In the meantime, production output maintained robust growth momentum with an increase of 11.2% YoY to nearly 1.95 mn units, and YTD growth rate reached 3.3%. Although both monthly sales and production achieved positive growths, the growth rates of sales and production were negative while the figure was positive in the same period of 2016 and 2017.
Curiously, the pay-back effect brought by phase-out of tax incentives for vehicles fitted with small-displacement engine didn’t cool down the market sharply in the first half of the year. However, the gap between wholesale volumes and retail volumes indicated a potential risk that accumulative inventory is being enlarged. In the first four months of 2018, the accumulation reached 1.11mn units, as shown in the Chart 2, and was close to the annual ones of the past few years (2015: 1.15mn units, 2016: 0.81mn units, and 2017: 1.26mn units). The inventory index of this May published by CADA (China Automobile Dealers Association) hits at 1.59 (shown in chart 3), exceeding the warning line of 1.5 mn. And the average index of 2018 YTD was higher, reaching at 1.60. The huge pressures over the inventory would push most automakers to reduce both production and sales in the summer.
In May, car segment kept dominant market share, hitting at 948,490 units and enjoying a 12.6% YoY growth. The rebound of the wholesale of cars pulled its YTD growth back to 4.6% from 2.8% last month. Consumers’ preference for SUVs resulted in continuous vigorous growth in this segment and more new model launches. Although the YoY growth of SUV Segment in this May was landing to 7.4% from 18.2% in April and a decrease happened in MoM sales volumes, the YTD growth had been 12.1% and the YTD volumes was getting closer to those of the Car. MPV Segment continued to suffer a drop in sales (YoY change is -5.8% and YTD change is -12.0%), but the rate was narrowed. Compared with SUVs and cars, MPVs were losing its functional advantages. Most automakers who manufacture the budget MPVs, taking up most MPV shares, were upgrading in all dimensions, and hoped to slow down the rapid negative rate. In minivan segment, we saw a rise in sales volumes in May, but it still could not rescure the big failure in a wide view. It seemed that electrification can bring out more opportunities, and would be the main theme for the reshape of the minivan segment.

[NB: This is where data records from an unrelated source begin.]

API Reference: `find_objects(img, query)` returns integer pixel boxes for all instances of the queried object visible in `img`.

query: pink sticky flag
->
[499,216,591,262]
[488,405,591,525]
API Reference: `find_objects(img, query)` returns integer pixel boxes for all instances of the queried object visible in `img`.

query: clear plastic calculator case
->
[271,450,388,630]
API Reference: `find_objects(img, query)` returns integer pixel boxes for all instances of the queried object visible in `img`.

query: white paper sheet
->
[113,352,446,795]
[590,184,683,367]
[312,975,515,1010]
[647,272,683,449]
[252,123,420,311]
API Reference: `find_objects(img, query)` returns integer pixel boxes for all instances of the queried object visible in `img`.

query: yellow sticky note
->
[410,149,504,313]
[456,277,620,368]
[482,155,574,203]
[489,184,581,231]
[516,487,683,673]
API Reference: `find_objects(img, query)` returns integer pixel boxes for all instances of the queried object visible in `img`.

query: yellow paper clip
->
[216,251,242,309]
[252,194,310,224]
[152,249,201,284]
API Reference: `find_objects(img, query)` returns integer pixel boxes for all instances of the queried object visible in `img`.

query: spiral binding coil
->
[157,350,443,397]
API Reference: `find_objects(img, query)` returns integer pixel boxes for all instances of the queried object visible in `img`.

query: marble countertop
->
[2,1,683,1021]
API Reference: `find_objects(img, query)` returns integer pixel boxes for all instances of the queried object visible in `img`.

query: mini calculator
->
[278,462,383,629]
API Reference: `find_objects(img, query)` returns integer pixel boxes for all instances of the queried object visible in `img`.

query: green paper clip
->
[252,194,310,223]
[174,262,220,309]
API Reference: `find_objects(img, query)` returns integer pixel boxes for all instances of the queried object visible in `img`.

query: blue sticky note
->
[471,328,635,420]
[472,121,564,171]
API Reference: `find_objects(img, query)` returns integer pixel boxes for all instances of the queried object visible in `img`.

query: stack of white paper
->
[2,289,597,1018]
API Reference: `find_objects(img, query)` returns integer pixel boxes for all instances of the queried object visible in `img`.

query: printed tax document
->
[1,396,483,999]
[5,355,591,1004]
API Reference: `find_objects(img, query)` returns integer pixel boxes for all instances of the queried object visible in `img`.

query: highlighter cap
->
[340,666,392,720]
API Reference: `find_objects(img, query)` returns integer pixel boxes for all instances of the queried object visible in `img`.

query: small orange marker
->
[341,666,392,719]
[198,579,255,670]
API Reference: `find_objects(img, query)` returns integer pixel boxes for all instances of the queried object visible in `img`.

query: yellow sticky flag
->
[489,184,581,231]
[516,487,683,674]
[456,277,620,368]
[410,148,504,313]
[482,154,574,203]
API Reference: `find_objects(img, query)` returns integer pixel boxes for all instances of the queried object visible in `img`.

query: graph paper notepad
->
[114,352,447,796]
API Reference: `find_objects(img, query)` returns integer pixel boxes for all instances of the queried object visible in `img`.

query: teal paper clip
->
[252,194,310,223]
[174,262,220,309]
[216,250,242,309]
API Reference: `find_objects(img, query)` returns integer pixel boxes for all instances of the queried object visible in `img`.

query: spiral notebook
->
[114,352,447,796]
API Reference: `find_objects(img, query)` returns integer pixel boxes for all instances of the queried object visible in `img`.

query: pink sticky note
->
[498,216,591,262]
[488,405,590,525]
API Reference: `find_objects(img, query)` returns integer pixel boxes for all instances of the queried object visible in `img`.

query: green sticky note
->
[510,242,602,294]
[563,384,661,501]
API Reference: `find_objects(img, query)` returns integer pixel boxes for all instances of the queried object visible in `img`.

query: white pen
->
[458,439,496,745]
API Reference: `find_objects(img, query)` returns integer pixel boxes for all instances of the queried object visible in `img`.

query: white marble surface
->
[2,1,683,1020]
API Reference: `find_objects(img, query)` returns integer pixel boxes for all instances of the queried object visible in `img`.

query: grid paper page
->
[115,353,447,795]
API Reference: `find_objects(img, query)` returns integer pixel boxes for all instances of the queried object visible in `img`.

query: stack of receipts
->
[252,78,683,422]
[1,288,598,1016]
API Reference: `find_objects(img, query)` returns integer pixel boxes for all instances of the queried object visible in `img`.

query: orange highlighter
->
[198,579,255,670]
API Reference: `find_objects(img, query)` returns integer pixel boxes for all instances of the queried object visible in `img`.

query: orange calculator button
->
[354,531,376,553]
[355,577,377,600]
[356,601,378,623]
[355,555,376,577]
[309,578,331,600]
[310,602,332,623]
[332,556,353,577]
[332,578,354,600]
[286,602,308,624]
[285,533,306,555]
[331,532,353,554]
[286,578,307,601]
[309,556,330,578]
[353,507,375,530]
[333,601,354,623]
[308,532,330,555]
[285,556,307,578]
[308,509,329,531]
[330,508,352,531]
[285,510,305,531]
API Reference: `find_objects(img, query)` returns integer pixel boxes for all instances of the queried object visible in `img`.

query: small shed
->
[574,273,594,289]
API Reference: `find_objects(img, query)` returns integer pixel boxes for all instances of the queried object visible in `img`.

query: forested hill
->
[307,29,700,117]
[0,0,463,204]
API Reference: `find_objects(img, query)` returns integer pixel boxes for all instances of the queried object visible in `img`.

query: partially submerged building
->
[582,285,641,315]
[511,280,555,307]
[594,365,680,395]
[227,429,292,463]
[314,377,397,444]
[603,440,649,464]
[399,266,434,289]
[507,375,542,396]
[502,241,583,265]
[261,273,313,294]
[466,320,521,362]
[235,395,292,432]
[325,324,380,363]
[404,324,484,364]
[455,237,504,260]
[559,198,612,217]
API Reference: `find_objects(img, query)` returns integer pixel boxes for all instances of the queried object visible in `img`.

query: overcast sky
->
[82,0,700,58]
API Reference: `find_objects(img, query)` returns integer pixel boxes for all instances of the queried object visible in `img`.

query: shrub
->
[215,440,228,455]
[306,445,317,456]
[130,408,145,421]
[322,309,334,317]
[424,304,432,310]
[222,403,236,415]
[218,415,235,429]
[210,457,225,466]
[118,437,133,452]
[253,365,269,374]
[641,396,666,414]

In top 10 sales groups, although Geely group (incl. Volvo) was still behind SAIC-GM-Wuling in YTD Sales of 2018, the group rose rapidly to the 3rd place in May and was ready to exceed SAIC-GM-Wuling as the biggest Chinese auto company on sales in coming months. Honda was still getting stuck in the quality scandal, and dropped by 5.5% in monthly sales. Another two Japanese automakers, Toyota and Nissan, took the opportunity to obtain nice sales performances in the year. Hyundai Group seemed to escape from the negative effects of last year, and the group was recovering in sales. But how to cope with the challenges from Chinese competitors was and will still be the biggest problem for Hyundai. BAIC group and SAIC group also appeared on the list, exceeding the Changan group. Nevertheless, we keep different views on these two carmakers by trend. We foresee BAIC group will step backward in 2018 because it is experiencing a long-time reform, and SAIC group will keep upward momentum owing to its flexibility, efficiency, and deep cooperation with GM and SAIC-GM-Wuling.